Sitting on the edge of a couch in her new apartment and sharing her story with New Times earlier this summer, Ramos says she just doesn't understand how two years have managed to pass without her being allowed to hold her babies. Her eyes get watery. 

About a half-hour into the interview, there's a knock on the door. It's Perez, wiping sweat off his forehead. He rode his bicycle to Ramos' apartment on this warm July evening.

The stress of losing their children took its toll on the couple; they separated in October 2011.

They agreed to remain friends. 

"We kept arguing and blaming each other," says Perez, who looks just like the boy in his son's baby pictures. "She was blaming me, saying I should have been paying attention. I was blaming her for getting up. We just knew that we couldn't keep living together when we were so unhappy. It just wasn't a happy home anymore."

They did vow to keep searching for ways to reunite with their children.

"Just too much time has passed," Perez says, his face hard, brows furrowed. "This isn't right.
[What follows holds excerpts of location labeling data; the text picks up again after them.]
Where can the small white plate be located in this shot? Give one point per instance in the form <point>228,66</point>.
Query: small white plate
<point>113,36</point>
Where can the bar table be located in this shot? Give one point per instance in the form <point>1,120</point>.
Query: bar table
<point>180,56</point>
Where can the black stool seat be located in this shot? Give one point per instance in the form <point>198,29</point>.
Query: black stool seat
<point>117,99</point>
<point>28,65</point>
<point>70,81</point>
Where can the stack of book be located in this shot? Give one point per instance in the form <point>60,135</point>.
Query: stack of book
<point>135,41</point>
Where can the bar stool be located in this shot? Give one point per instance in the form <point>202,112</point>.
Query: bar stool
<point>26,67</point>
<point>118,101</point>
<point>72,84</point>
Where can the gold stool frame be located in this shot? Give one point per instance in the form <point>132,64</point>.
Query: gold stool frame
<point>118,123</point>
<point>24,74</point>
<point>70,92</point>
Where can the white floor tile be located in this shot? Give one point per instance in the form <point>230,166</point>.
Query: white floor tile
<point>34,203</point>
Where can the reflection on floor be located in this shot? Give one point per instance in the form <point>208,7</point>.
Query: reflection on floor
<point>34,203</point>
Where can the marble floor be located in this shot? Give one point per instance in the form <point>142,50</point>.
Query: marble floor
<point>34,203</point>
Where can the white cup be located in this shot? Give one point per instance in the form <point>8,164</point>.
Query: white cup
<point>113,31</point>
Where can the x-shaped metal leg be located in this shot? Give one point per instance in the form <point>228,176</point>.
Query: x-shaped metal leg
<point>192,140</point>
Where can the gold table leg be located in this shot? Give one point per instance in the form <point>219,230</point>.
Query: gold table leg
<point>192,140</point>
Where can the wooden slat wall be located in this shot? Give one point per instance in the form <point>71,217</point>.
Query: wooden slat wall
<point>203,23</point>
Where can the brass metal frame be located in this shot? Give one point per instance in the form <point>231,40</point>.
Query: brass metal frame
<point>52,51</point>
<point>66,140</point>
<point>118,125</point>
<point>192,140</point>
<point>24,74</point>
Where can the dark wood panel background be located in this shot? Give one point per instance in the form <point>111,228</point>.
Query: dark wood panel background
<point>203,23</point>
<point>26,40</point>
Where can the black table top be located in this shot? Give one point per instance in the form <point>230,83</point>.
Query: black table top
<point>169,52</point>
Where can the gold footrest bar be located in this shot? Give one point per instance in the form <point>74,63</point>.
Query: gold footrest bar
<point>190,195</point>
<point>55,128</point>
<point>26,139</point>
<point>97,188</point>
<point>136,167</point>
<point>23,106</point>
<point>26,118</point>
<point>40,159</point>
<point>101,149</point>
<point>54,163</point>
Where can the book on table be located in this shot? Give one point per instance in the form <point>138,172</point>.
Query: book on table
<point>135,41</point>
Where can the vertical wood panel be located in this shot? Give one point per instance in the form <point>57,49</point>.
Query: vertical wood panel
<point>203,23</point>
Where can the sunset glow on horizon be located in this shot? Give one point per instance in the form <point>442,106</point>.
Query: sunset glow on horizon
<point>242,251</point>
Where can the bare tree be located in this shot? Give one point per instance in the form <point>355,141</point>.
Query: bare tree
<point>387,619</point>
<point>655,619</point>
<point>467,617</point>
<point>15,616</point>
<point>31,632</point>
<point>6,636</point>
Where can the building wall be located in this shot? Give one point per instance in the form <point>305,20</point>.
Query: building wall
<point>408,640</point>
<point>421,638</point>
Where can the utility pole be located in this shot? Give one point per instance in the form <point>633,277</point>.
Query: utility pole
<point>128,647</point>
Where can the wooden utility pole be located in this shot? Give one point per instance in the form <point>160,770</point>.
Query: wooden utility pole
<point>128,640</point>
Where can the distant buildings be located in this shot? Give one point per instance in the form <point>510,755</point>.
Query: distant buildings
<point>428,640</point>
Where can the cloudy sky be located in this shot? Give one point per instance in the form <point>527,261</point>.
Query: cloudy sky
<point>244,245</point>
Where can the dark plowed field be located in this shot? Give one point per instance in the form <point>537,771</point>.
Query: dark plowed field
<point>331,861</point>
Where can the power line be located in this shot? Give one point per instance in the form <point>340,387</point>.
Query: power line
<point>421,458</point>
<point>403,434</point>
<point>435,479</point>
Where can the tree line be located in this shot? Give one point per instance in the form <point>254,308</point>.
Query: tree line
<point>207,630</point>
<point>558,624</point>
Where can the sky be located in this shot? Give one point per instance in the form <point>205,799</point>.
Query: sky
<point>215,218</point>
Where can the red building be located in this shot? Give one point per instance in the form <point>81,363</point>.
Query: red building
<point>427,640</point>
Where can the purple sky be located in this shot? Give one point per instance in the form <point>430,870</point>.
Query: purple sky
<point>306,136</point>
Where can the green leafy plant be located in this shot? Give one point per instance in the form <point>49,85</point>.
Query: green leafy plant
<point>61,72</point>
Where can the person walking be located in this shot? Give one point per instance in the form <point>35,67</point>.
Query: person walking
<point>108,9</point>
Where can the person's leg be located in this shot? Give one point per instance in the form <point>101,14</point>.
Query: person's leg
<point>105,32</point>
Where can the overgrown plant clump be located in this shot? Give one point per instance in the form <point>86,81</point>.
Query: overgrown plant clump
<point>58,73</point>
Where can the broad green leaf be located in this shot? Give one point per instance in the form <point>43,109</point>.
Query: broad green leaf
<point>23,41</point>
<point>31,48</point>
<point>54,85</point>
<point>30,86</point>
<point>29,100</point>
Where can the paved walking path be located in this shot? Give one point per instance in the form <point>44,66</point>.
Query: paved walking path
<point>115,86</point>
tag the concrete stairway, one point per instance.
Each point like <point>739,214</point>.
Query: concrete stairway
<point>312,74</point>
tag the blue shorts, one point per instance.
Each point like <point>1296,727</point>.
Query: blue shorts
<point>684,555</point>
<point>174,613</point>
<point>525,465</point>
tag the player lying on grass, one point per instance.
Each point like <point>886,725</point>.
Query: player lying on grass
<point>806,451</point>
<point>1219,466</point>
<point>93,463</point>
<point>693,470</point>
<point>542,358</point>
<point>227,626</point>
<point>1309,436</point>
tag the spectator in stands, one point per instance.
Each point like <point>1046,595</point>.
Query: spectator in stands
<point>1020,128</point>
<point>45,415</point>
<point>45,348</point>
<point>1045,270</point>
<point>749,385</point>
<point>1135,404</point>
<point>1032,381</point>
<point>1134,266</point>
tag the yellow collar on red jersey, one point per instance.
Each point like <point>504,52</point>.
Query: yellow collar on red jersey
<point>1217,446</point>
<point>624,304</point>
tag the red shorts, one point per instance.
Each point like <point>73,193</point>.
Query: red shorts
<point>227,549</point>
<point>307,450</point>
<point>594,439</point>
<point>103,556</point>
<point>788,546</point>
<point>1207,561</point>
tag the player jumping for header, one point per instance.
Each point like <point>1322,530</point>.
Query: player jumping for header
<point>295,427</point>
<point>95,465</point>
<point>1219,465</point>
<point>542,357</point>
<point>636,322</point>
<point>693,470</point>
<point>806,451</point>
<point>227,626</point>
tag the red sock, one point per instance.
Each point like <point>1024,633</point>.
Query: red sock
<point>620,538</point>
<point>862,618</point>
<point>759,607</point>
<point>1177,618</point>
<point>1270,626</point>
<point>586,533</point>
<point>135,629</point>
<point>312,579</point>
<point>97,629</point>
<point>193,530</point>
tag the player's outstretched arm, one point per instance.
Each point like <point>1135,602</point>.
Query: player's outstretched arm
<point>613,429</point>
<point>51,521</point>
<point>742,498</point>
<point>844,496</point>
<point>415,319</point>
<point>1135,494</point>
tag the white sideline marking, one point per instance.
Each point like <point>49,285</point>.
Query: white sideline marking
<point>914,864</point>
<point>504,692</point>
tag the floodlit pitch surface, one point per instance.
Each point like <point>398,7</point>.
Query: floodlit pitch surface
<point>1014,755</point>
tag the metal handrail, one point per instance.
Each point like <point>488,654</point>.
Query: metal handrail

It's time for the children to come home."

He says he is worried that his son and daughter will forget them or never know how hard they fought to be a family again.

Neither parent plans on having more children.

"How can I hold another baby in my arms when I know my son and my daughter are out there somewhere?" Ramos says. "I couldn't."

Ramos walks into the bedroom, where she keeps the items she hasn't been able to throw or give away. She pulls a small suitcase off the top shelf in her bedroom closet and places it on her bed. Soft rays of sunlight from an uncovered window wash over the bag. 

She unzips the bag, revealing a pile of baby clothes and a white stuffed dog with a red ribbon tied around its neck.

"Kimberly loved this toy," she says, holding it up. "It was her favorite."

She smiles while digging through the tiny T-shirts and shorts that belonged to Mauricio Jr. and the frilly pink outfits and white onesies she outfitted Kimberly with when she was just a few months old. The clothing is loosely packed as if it were frequently rummaged through. None of the items would fit the children today.

"Mauricio will be 5 years old in just a few days. And Kimberly, she's already 4 years old," she says.

Every day and every night, Ramos wonders where her babies are — who they're with, whether they're safe, whether they're being loved. She wonders whether Mauricio is living with Kimberly and whether he's taking care of his little sister. 

Ramos runs her fingertips over the small T-shirts before she zips up the suitcase and returns it to the closet shelf. She walks to a narrow coat closet in her living room and reaches for a clear plastic bag full of toys and oversized plastic cars.

She couldn't quite reach, and asks Perez for help. Only slightly taller than her, he stretches his arm and pulls it down.

"Mauricio loved playing with this one," she says as she pulls a chunky yellow firetruck from the sack. "I just can't get rid of these. I want them to be here when the kids come home. I want them to know I never forgot them."